In the first step, specialists weld the front end, the center floor and the rear end from aluminum castings and extruded profiles, then connect the three modules to the substructure. Robots take over the cold connections. The subsequent quality control of the approximately 1,500 welds per R8 body is also carried out by the employees.
The fact that even with this procedure it was necessary to carry out a one hundred percent control of each individual weld seam with absolutely reliable detection of faulty connections
is something that was indispensable according to Felix Knoll, head of body construction at Audi Sport: “A body with just one single unclean weld seam no longer meets our high Audi quality standards and is therefore not suitable for sale.”
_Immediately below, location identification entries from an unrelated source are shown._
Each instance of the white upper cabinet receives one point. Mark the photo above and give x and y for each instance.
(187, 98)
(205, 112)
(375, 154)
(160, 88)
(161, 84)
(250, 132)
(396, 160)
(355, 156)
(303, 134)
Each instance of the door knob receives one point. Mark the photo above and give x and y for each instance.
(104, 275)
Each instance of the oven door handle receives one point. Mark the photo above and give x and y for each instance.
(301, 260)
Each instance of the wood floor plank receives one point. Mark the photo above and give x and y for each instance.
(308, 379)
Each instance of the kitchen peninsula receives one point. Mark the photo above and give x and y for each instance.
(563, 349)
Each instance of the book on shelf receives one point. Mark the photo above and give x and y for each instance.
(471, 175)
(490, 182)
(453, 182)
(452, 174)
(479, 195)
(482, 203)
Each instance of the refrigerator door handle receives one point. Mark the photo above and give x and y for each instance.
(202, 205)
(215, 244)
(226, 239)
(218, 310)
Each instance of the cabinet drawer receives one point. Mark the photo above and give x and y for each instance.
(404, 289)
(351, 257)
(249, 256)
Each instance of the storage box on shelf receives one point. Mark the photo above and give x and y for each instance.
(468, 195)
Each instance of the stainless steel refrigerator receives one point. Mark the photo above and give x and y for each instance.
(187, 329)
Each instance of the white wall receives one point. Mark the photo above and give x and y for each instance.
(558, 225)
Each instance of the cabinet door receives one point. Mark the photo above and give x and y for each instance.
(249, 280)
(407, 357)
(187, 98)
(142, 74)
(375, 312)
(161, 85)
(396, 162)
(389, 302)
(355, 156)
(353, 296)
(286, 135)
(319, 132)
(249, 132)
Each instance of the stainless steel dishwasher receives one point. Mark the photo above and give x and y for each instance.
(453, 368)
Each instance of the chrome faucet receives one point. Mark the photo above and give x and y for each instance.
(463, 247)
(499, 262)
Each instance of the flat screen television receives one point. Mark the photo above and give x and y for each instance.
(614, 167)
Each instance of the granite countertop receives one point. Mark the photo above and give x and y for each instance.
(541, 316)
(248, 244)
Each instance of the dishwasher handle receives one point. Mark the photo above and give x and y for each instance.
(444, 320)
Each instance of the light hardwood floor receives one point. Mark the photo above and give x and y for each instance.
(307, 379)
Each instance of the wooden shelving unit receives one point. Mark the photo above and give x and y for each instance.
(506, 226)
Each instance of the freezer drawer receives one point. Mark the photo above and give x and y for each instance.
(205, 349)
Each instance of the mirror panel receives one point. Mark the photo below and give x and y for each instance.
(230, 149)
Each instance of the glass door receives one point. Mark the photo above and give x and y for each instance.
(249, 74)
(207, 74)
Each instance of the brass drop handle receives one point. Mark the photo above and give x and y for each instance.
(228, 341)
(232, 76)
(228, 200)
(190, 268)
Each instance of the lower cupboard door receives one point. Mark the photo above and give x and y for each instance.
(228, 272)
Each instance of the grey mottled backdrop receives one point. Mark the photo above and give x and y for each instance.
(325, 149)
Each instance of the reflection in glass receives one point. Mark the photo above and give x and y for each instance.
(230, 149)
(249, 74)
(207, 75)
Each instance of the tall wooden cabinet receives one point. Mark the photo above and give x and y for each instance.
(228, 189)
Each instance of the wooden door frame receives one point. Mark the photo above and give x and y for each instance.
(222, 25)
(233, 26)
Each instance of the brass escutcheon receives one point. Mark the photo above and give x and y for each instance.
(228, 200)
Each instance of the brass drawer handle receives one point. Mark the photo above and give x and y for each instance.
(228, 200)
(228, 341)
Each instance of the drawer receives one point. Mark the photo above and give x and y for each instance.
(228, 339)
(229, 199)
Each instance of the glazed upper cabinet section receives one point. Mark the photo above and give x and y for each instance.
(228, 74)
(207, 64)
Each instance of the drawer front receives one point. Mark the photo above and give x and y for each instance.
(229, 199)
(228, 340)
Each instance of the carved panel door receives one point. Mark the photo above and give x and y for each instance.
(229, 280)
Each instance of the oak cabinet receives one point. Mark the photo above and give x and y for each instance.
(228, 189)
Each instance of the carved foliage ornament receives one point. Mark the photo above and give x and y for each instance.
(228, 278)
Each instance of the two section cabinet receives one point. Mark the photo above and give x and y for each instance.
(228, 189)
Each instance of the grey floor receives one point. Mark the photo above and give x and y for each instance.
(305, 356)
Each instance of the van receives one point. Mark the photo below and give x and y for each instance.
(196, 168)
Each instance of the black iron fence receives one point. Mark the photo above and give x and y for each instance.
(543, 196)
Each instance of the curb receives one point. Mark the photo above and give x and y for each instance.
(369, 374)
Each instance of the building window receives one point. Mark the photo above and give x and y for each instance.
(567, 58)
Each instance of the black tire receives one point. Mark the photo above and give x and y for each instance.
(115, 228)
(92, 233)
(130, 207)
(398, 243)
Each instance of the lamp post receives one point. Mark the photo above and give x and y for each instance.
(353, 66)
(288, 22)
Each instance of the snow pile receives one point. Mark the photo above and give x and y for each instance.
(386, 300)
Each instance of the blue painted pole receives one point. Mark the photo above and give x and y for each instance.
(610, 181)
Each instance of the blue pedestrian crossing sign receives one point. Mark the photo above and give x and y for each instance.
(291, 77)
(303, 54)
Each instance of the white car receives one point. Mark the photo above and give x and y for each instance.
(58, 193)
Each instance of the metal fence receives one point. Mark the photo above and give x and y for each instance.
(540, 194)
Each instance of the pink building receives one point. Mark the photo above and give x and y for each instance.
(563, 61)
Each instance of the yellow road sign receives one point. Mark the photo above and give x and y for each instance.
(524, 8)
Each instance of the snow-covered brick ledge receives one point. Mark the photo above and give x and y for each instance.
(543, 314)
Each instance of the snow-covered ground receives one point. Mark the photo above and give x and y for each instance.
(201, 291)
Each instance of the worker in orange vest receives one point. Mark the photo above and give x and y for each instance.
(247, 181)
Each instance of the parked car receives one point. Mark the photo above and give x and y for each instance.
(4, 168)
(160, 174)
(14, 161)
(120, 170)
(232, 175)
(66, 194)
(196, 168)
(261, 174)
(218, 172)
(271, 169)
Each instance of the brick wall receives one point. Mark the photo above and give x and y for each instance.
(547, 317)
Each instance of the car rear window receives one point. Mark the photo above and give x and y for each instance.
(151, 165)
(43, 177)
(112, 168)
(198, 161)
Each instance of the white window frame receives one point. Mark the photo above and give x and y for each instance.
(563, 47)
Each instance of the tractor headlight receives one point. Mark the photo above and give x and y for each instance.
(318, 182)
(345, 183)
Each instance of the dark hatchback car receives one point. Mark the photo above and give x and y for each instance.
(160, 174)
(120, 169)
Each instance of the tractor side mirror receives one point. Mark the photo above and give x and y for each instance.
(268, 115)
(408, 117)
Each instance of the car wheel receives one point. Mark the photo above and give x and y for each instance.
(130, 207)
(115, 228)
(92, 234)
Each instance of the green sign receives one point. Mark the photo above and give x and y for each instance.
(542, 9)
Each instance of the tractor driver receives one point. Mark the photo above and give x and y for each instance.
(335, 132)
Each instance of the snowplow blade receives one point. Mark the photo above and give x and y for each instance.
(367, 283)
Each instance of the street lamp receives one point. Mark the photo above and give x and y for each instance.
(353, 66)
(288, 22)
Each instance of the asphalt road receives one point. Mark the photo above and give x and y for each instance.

To answer the question of how to perform a one hundred percent check of all welds every day, a colleague of Knoll’s conducted technology assessment and research across the group and investigated various technologies for this pur-pose. The problem was clear: How to check an aluminum weld on an aluminum background? “In our experience, optical methods such as image processing systems which match the whole with a given image, have not been effective previously for this kind of task,” says Knoll. “Other technologies such as computed tomography, MRI or augmented reality were also possible candidates, but in the end they also proved to be inappropriate. In the end we opted for a laser projection system from Z-Laser, considering the many criteria that have to be met.”